4. Proliferation of Open Educational Resources
As mentioned earlier, technology makes it easier than ever for colleges or professors to make resources freely available to anyone they may benefit. Many educators are happy to jump on the bandwagon. The number of open educational resources (OER) available to anyone willing to do some digging to find them is growing.
OER can refer to any type of digital content, including:
- Courses
- Course materials
- Textbooks
- Research articles
- Presentations
- Videos
- Tests
- Software
The movement to make more information free goes beyond just insisting that there be no cost to students. It extends to encouraging that the resources be free from any ownership and usage rights.
While the cost of higher education remains one of the most consistently debated topics in the industry, making use of creative commons resources and open textbooks could be the key to bringing costs down in at least one area of higher ed. OER repositories and search tools already exist, but they could still use some work and are likely to improve if the trend continues in years to come.
5. Increase in Blended Learning
Online learning is growing at a rapid pace. As the report points out, one in ten students weretaking courses exclusively online already by 2012, and even more were taking at least some of their classes online. The shift to online learning has been heavily aided by tech improvements in fields like learning analytics, adaptive learning, and asynchronous and synchronous tools.
But blended learning may be the even bigger innovation to come of the shift to online learning, as it combine the benefits of the technology of online learning with the accessibility of working with teachers face-to-face. Access to more online resources in whatever format students learn from best, accessible wherever and whenever they want, enables better learning outside of the classroom. Add to that a greater availability of teachers once in the classroom and you have a powerful tool that provides students with the best of both worlds.
The best practices for blended learning are still being developed, but as more colleges experiment with it and track what works best, it can only get better.
6. Redesigning Learning Spaces
If we’re bringing more tech into the classroom, the classroom must change to accommodate. The traditional model of a lecturer standing at the front of a classroom, talking to a room full of students seated in rows, ignores the possibilities of what tech can add to the equation.
Some colleges are experimenting with re-designing the classroom space to encourage the integration of technology and more collaboration between students.
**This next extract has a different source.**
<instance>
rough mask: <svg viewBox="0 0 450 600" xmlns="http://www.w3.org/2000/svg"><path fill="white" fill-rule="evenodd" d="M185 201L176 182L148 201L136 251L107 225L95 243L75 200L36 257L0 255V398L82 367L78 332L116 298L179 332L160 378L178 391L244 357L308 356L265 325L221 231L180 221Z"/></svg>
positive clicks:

A common example of this is a classroom in which the lecture’s podium is moved to the center and surrounded by round tables for students that integrate a key piece of technology like an interactive whiteboard or a computer.
Other colleges are working to expand the idea to other spaces. Many libraries are being re-designed to enable more access to technology and comfortable learning spaces within them. Schools are adding more power outlets and comfortable seating to hallways and atriums so students can do their studying there.
Learning can happen anywhere, just as long as students have access to the right tools. A few tweaks to what the common spaces on college campuses look like can help take that idea further.
Still, while NMC report seeks to predict the tech trends that will influence education the most in the next five years, five years is a very long time in the tech world. These trends are all poised to change how the educational landscape looks, but may be taken over by newer technologies and the trends and issues they produce. We’re living in an exciting time for ed tech. The possibilities of new opportunities for schools and educators will only grow.